In addition to those rules, it is also reported that it is legal to breastfeed and breast pump in public. Although different states have different laws, in Texas, where Palmer was allegedly discriminated against, a bill allowing women to pump in public areas was passed in 2019.
In light of Palmer's tweet and the controversy surrounding breast pumping and breastfeeding in public, xoNecole is sharing the stories of other high-profile women who have openly discussed their experiences, positve and negative, with breastfeeding in public.
Former First Lady Michelle Obama revealed during a Workplace Flexibility Conference over a decade ago that when her youngest daughter Sasha Obama was an infant, she was forced to bring her to a job interview because she was still breastfeeding.

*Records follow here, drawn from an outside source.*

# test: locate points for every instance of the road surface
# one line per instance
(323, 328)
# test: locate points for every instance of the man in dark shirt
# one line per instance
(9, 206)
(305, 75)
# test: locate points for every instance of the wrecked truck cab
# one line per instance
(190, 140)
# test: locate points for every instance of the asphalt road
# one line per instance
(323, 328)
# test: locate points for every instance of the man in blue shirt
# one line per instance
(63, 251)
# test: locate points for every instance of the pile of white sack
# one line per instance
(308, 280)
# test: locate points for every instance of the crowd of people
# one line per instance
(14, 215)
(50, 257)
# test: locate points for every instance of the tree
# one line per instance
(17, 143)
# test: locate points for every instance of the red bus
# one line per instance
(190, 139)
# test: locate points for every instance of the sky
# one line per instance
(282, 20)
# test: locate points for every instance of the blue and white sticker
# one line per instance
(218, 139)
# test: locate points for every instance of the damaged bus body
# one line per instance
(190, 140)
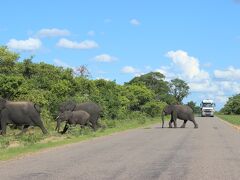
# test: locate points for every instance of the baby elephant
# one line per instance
(72, 117)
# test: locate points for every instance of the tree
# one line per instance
(195, 108)
(179, 89)
(8, 60)
(28, 69)
(83, 71)
(155, 81)
(232, 106)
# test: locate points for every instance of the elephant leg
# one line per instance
(174, 118)
(175, 123)
(65, 128)
(94, 126)
(184, 124)
(25, 128)
(38, 122)
(3, 127)
(44, 130)
(195, 124)
(170, 123)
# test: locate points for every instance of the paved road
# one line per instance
(210, 152)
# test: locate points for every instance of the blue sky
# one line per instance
(198, 41)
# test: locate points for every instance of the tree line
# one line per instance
(50, 86)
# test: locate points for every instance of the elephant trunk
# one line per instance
(163, 114)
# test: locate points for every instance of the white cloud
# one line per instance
(129, 70)
(87, 44)
(187, 65)
(203, 87)
(91, 33)
(230, 74)
(105, 58)
(135, 22)
(59, 62)
(30, 44)
(107, 20)
(54, 32)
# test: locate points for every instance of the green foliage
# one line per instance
(138, 95)
(232, 106)
(155, 81)
(50, 86)
(8, 60)
(195, 108)
(9, 85)
(153, 108)
(179, 89)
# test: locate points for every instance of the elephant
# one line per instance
(21, 113)
(182, 112)
(73, 117)
(91, 108)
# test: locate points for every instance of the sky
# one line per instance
(197, 41)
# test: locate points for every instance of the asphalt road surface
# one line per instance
(210, 152)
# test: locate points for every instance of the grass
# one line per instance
(13, 145)
(233, 119)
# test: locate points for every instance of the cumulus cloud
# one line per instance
(59, 62)
(54, 32)
(30, 44)
(187, 65)
(104, 58)
(129, 70)
(87, 44)
(230, 73)
(135, 22)
(91, 33)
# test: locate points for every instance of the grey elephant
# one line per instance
(91, 108)
(182, 112)
(72, 118)
(23, 114)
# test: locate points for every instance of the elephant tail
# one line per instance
(37, 107)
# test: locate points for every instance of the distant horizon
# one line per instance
(198, 41)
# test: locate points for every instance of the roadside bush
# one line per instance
(153, 108)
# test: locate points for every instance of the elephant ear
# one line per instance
(70, 107)
(2, 103)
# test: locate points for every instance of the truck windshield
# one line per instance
(207, 105)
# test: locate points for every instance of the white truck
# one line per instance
(207, 108)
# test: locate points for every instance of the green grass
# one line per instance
(233, 119)
(13, 145)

The star disclosed that she feared she would have been disqualified if Sasha's presence was a disruption. But because Obama had interviewed with the president of the company, who also had a child, they understood the responsibilities of being a parent and gave her the job.
"I packed up that little infant, and I put her in the stroller, and I brought her with me. And I prayed that her presence wouldn't be an automatic disqualifier. And it was fortunate for me that, number one, she slept through the entire interview. And I was still breastfeeding — if that's not too much information. And I got the job," she said.
"But I know that I was lucky, number one. I was interviewing with the president, that had just had a child himself and was very understanding and open-minded. But I know that most folks are nowhere near as lucky as I was."
In addition to her speech, Obama advised a plan to give tax breaks or credits to nursing mothers to cover breast pump costs, but the opposing party, unfortunately, scrutinized it.
Jada Pinkett Smith
Another person who has discussed the stigma of breastfeeding in public is actress Jada Pinkett Smith. In an episode of her Facebook talk show, Red Table Talk, Pinkett Smith revealed that she was mom-shamed as she tried to breastfeed her children, Jaden and Willow Smith.
The Girls Trip star explained that when she attended public locations with Jaden and Willow --who were respectively born in 1998 and 2000-- and had to breastfeed, she tried shielding it, but it became a hassle.
"I remember me, myself when I would be out with Jaden and Willow breastfeeding... I used to have that little [breastfeeding] cover. It would make it so difficult. They're in there [and] they're suffocating. I can't see them," she said.
Pinkett Smith added that the experience gave her anxiety because, at the time, breastfeeding in public was stigmatized.
"I had so much anxiety about it because back when I had them, breastfeeding was like, 'what? What are you doing?'" she stated.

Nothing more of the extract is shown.